Sejak melintasi gang menuju lapangan pacu, kami bersimpangan dengan beberapa kuda yang dibimbing pawangnya.
"Papa, itu kuda!" seru si bayi seperti dapat es krim! Di lapangan, ia akan lebih atraktif, seperti mau terjun ke lapangan dan menyapa kuda-kuda itu rupanya.Â
Hewan yang gagah dengan ukuran kaki, leher, muka, sampai ekornya yang panjang memikat perhatiannya. Khususnya untuk kuda berwana hitam legam, cokelat (favoritnya), putih, maupun albino. Entahkah kudanya sedang berjalan, berlari, atau latihan adu cepat; semuanya menarik!
Apalagi kalau ada kuda yang dituntun pulang. Jaraknya amat dekat dengan mata. "Itu kuda, itu anaknya!" seru si anak melihat kuda dengan anakan. Ingin disentuh rasanya. Tapi dasar si bayi, kalau dari jauh gemas ingin memegang. Kalau didekatkan malah takut.
Lagi pula, pemandangan di tempat ini sangat bagus. Latarnya Gunung Merbabu, udaranya sejuk, banyak pepohonan di sekeliling. Kriteria tempat piknik murah meriah yang menyehatkan mental dan kantong, hehe. Tempat ini menjadi salah satu spot foto prewed kami.

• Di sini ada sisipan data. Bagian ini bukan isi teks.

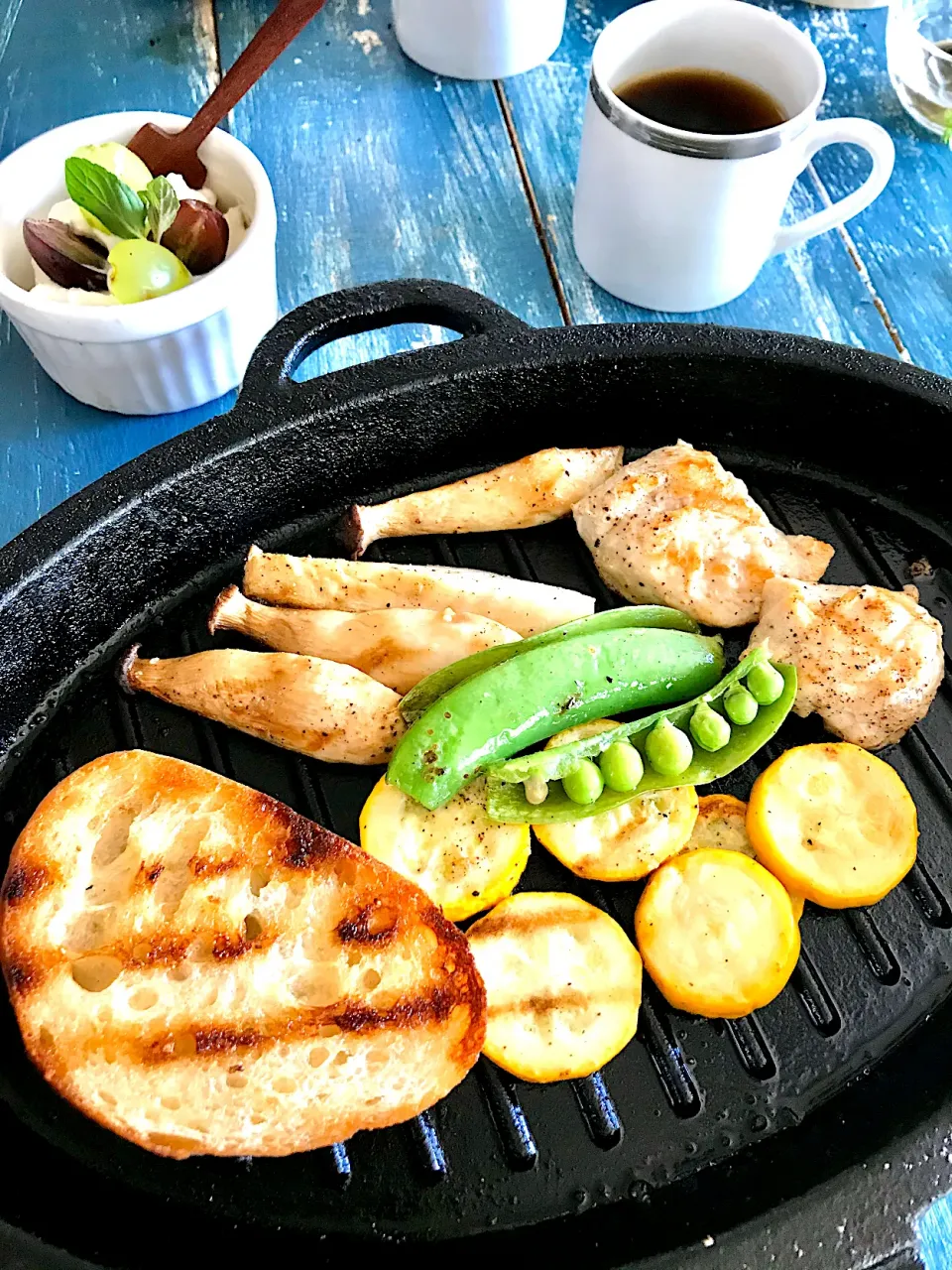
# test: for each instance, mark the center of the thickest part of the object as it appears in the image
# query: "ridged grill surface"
(687, 1092)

Setelah dirasa puas melihat kuda, kami bersiap pulang. Tapi ada yang mengganjal. Sejak tiba, kami lihat beberapa anak naik kuda poni. Ingin kami mengajak anak kami naik kuda. Tapi, beranikah dia? Ini masih rasa lebaran, ongkosnya pasti mahal. Kami pun ciut.
Aku tarik gas motor, mengambil rute agak memutar. Makin dekat dengan pemberhentian kuda poni. Dengan rayuan si pawang, kami pun beranikan bertanya berapa biayanya.
"Rp25.000 saja, Mas," ujar Salah satu pawang.